昔から、会話できる人工知能プログラムを作ってみたいと思っていました。しかし、当然ながらそれはとてもハードルが高く、実現可能なレベルへのダウンサイジングを続けた結果、学習させた情報からマルコフ連鎖モデルに基いて文章を生成する、という内容でした。
実際に作ったものは下記です。自分が作って楽しいもの、ということで、アイカツ!を題材にしました。
学習させる際の形態素解析の機能は、さすがに自前で用意できないので、mecabを使います。その他に必要となるスクリプトは、勉強を兼ねてPythonを選びました。Perl、PHP、Rubyはこれまで趣味プロで使ったことがあったので、新しいものを触ってみたかったのです。Pythonは2.0系と3.0系がかなり別物ですが、今から始めるならと思い、3.0系にしています。データベースは、データをファイル単位で管理できる方が規模的にも都合が良かったので、Sqlite3にしました。
- mecab
- Python3.0
- sqlite3
いざ作ってみると、最初は慣れないPythonなので、言語仕様上のミスに悩まされます。それが落ち着いてくると、今度は設計上の問題点が見えてきたりしました。基本的な思想はマルコフ連鎖モデルですが、実装レベルに落とすと細かい問題も出てくるので、色々細かい調整を入れています。

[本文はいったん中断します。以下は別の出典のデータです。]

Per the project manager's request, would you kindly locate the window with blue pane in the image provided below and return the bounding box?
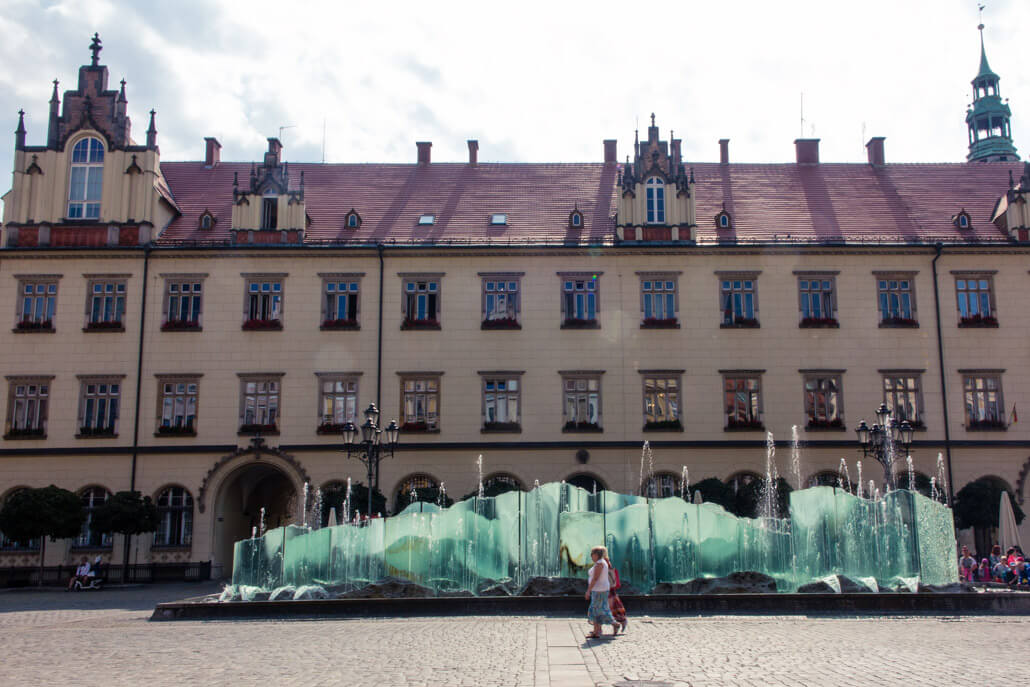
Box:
[68,138,104,219]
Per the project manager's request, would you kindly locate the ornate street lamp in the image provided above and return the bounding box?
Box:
[343,403,401,517]
[855,403,914,489]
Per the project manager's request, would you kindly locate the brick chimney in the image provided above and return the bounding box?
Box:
[204,136,221,167]
[794,138,819,165]
[265,138,282,167]
[415,141,433,166]
[865,136,886,166]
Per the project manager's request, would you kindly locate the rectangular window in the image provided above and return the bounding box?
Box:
[881,370,924,428]
[480,274,521,330]
[641,274,678,329]
[321,275,361,330]
[239,375,281,434]
[78,378,122,437]
[561,373,602,432]
[243,277,282,330]
[558,274,600,329]
[877,274,919,327]
[797,275,837,327]
[161,276,204,332]
[644,373,683,431]
[401,376,440,432]
[158,377,199,436]
[962,373,1005,430]
[482,373,522,432]
[317,375,361,435]
[14,279,58,332]
[804,373,845,430]
[723,373,765,430]
[720,277,758,328]
[955,274,998,327]
[85,279,126,330]
[4,377,54,439]
[401,275,440,330]
[261,198,279,229]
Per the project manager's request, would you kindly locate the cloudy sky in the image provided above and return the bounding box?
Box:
[0,0,1030,179]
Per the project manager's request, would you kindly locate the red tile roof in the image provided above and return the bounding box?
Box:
[154,162,1022,243]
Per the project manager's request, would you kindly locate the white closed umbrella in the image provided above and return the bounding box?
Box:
[998,491,1023,551]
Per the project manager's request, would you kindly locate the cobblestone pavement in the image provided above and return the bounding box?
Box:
[0,585,1030,687]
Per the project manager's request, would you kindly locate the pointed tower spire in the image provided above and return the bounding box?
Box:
[966,16,1020,162]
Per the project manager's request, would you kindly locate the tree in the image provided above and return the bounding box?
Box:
[91,491,161,580]
[0,484,85,586]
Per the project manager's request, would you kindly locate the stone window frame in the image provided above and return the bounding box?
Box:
[11,274,64,334]
[153,372,204,438]
[318,272,365,331]
[236,372,286,437]
[159,272,208,332]
[719,370,765,432]
[952,270,998,329]
[477,370,525,434]
[75,374,126,439]
[872,270,919,329]
[798,369,847,432]
[637,270,683,330]
[82,274,132,332]
[638,370,686,432]
[3,375,55,441]
[558,370,605,434]
[556,271,605,330]
[240,272,289,332]
[315,372,364,435]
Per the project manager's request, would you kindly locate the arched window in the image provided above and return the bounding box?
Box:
[647,176,665,225]
[68,138,104,219]
[153,486,193,546]
[74,486,111,549]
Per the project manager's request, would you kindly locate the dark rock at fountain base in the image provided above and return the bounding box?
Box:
[339,577,434,598]
[655,571,776,594]
[518,577,586,596]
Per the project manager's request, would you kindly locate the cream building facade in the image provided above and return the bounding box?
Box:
[0,38,1030,576]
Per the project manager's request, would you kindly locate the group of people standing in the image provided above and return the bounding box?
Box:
[586,546,629,640]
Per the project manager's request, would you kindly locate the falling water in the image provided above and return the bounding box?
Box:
[790,424,802,489]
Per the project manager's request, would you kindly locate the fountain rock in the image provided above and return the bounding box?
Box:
[518,577,586,596]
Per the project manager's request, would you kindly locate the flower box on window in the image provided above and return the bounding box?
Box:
[804,417,845,432]
[798,317,840,330]
[161,319,200,332]
[724,420,765,432]
[483,422,522,433]
[401,317,440,330]
[238,422,279,435]
[880,317,919,328]
[644,420,683,432]
[561,317,598,330]
[321,319,359,330]
[82,321,126,332]
[966,418,1007,432]
[719,317,759,330]
[243,319,282,332]
[14,319,54,332]
[641,317,680,330]
[480,317,522,330]
[3,427,46,439]
[561,420,604,432]
[959,314,998,328]
[75,426,117,437]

そしてコンソールスクリプトとしては、ほぼ完成したので、Webサーバ経由で公開できるように、cgiとして動かしてみました。すると新たな問題が発生。文字コード絡みで特に悩まされました。コンソール環境では自動的に上手く解決されていた部分が、Webサーバ経由だと問題として顕在化するようです。Python内ではUnicode型で扱ったり、外部との入出力時にはエンコード及びデコード指定が必要だったり。特にmecabを起動する際に外部プロセスにforkして、そこでマルチバイト文字列を渡すのですが、これがWebサーバ経由だと上手くいきません。UnicodeEncodeErrorになってしまいます。未だに原因が分かっていません。この機能はコンソール限定することで、回避しました。
他にも細かいバグ修正をして、プログラムとしては、想定通りに出来上がりました。この後に出てくるのは、運用上の問題。まずmecabで形態素解析する際に、固有名詞の辞書登録が不十分であったため、期待外の単位で分割されることがあります。他には、単純マルコフ連鎖であるため、生成した文章のつながりが明らかに不自然なケースが目立つことです。N階マルコフ連鎖にする必要があったかもしれません。本来は設計を改善すべきですが、そこまでの気力はないので、運用カバーしています。
何だかんだでちまちまと、1年くらい掛けて、ようやく形になったので、少し感慨深いですね。仕事のようなペースでやれば、1周間も掛からない内容ですけど。